Datacast Episode 61: Meta Reinforcement Learning with Louis Kirsch

The 61st episode of Datacast is my chat with Louis Kirsch— a Ph.D. student at the Swiss AI Lab IDSIA, advised by Prof. Jürgen Schmidhuber.

We had a wide-ranging conversation covering his interest in programming growing up, his foray into AI research, the intersection of meta-learning and reinforcement-learning, contemporary challenges in AI, working with professor Schmidhuber, and much more.

Listen to the show on (1) Spotify, (2) Apple Podcasts, (3) Google Podcasts, (4) TuneIn, (5) RadioPublic, (6) Stitcher, and (7) iHeart Radio

Key Takeaways

Here are highlights from my conversation with Louis:

On Being A Self-Taught Programmer

I started programming when I was about 10. I was super fascinated by the idea of telling a computer what to do instead of having to do it myself.
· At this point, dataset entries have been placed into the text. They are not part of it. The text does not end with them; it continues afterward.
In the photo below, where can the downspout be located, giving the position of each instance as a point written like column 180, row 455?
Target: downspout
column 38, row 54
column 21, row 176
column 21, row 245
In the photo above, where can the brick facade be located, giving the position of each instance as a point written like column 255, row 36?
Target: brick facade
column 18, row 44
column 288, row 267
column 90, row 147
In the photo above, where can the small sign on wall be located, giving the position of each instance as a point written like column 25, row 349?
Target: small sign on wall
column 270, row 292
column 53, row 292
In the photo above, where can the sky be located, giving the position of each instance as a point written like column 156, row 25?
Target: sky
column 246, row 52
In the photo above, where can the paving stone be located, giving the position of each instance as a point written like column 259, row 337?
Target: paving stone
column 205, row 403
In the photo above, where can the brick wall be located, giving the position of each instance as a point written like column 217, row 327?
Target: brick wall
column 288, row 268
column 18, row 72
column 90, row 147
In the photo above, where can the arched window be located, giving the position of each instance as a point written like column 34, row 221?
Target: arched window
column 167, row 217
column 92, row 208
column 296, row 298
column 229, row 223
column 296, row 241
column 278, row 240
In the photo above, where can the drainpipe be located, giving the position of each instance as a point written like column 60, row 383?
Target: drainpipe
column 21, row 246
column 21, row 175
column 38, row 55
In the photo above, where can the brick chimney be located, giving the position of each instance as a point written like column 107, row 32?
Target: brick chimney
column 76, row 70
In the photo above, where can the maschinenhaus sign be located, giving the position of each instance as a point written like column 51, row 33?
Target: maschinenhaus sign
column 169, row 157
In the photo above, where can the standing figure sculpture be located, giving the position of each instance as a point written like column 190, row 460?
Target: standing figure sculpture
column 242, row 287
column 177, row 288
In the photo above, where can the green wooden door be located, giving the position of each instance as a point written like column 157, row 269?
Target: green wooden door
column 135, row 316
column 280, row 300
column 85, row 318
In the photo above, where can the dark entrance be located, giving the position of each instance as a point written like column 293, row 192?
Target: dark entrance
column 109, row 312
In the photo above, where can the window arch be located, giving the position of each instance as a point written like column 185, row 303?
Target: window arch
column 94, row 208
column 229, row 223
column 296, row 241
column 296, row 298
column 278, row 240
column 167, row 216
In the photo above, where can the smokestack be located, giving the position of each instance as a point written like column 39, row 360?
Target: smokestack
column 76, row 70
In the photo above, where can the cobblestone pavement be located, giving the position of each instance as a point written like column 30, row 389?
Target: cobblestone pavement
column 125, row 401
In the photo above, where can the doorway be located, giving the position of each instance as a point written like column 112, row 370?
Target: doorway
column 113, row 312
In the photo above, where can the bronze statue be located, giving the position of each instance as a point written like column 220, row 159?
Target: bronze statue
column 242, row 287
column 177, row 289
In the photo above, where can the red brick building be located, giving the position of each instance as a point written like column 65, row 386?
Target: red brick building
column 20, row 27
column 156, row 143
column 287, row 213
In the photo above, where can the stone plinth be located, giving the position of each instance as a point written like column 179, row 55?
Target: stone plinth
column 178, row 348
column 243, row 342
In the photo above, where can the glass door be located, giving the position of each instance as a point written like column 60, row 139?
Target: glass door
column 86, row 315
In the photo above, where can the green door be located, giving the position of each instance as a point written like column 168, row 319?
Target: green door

This idea of magnifying my own effort as much as possible has been a recurring theme in my life.

When I was 13, I wrote on my small computer a game with the XNA game engine. It took me an entire year to get it finished because I was learning everything on the fly. On my 14th birthday, I burned up CDs for my friends, which contain my game. That was an awesome moment.

A central theme in my life is being a self-taught programmer. Whenever I want to achieve something, I just take it into my own hands. That mindset manifests itself in the form of having the dream to create something big in the future. When I turned 18, I started my own small company with a friend. We started with freelancing. That was a dream come true for me. I had the opportunity to write real-world software, deal with clients, learn about finances and taxes.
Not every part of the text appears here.